Bobby Davis

Personal information
- Born: Robert Davis October 23, 1937 Columbus, Ohio, U.S.
- Died: January 6, 2021 (aged 83)

Professional wrestling career
- Ring name: Bobby Davis
- Debut: 1956
- Retired: 1966

= Bobby Davis (wrestler) =

American professional wrestler (1937–2021)

Robert Davis (born 23 October 1937) was an American professional wrestler and manager. He is known for managing Buddy Rogers in the 1960s, mainly in the World Wide Wrestling Federation.
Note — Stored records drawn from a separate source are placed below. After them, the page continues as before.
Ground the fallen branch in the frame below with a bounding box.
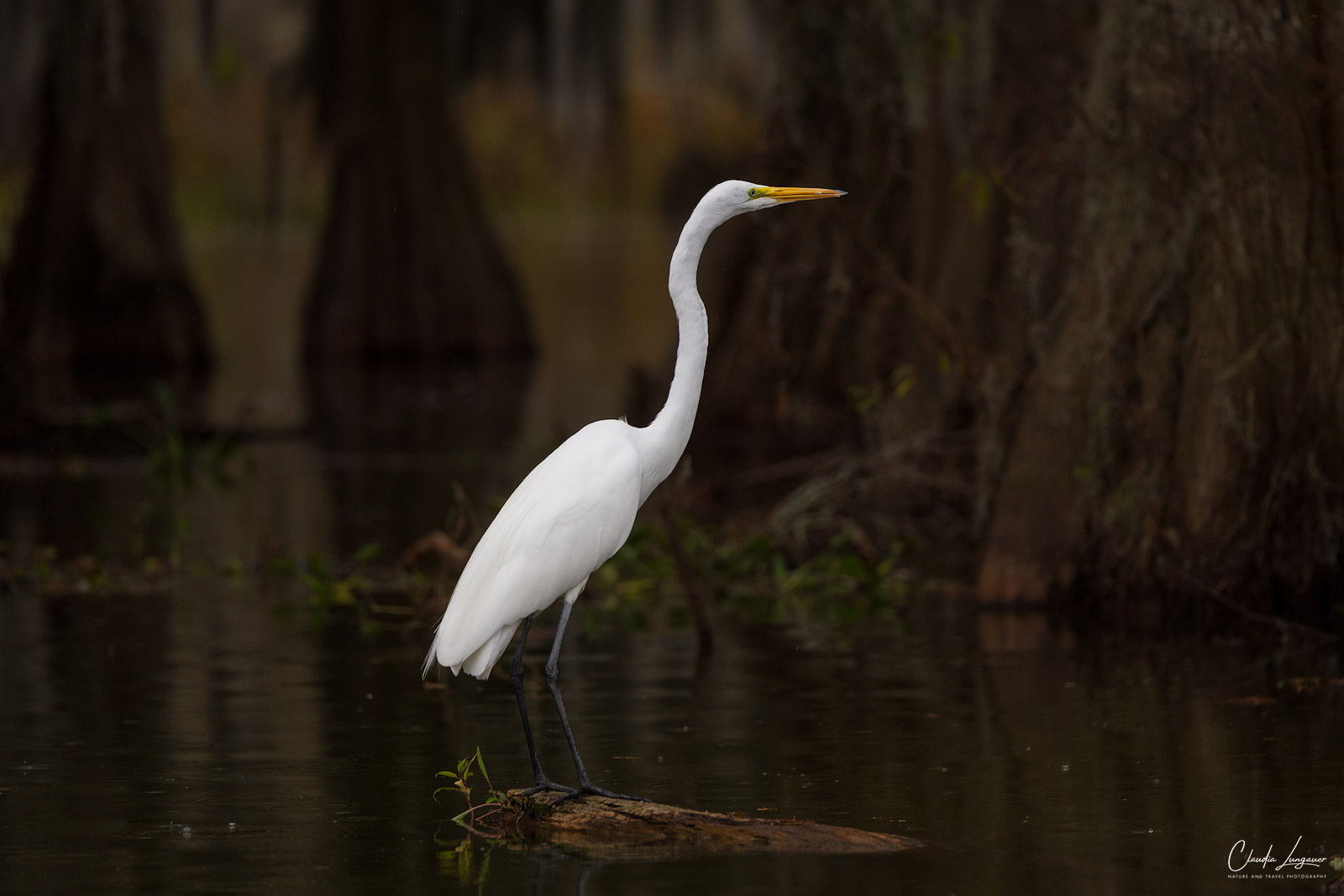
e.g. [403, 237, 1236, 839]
[475, 790, 922, 853]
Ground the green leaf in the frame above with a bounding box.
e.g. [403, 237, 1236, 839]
[475, 747, 495, 790]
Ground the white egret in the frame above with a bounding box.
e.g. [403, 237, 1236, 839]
[425, 180, 844, 799]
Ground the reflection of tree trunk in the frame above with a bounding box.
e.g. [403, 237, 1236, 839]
[307, 0, 533, 367]
[0, 0, 208, 411]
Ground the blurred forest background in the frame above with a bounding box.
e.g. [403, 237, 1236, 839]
[0, 0, 1344, 629]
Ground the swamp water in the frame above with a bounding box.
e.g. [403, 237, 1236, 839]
[0, 212, 1344, 896]
[0, 582, 1344, 894]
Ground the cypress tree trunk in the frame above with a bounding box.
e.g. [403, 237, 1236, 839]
[0, 0, 210, 410]
[307, 0, 533, 369]
[706, 0, 1344, 618]
[979, 0, 1344, 618]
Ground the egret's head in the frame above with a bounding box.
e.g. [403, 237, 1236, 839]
[701, 180, 845, 220]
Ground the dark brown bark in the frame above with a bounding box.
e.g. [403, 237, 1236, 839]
[307, 0, 533, 368]
[0, 0, 210, 405]
[706, 0, 1344, 616]
[475, 790, 923, 854]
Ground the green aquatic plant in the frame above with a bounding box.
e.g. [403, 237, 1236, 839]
[583, 520, 916, 634]
[118, 381, 239, 569]
[434, 747, 506, 827]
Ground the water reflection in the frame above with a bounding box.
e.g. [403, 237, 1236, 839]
[0, 583, 1344, 893]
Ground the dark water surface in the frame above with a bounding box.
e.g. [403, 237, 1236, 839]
[0, 580, 1344, 893]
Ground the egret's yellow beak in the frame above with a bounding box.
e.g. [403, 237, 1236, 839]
[766, 186, 845, 203]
==Professional wrestling career==
Davis made his wrestling debut in 1956, working in Ohio for promoter Al Haft after he dropped out of Ohio State University.

He made his debut in New York City for Capitol Wrestling Corporation in 1958, which later became the World Wide Wrestling Federation in 1963.

Davis would manage the Golden Grahams (Eddie Graham and Dr. Jerry Graham) in 1958 and 1959, sometimes fighting in six-tag matches. Around 1960 he started to manage "Nature Boy" Buddy Rogers. Known as "The Elvis Presley of Wrestling."

He retired from wrestling in the late 1960s.

== Personal life ==
Davis was born on 23 October 1937. He died aged 83, on 6 January 2021.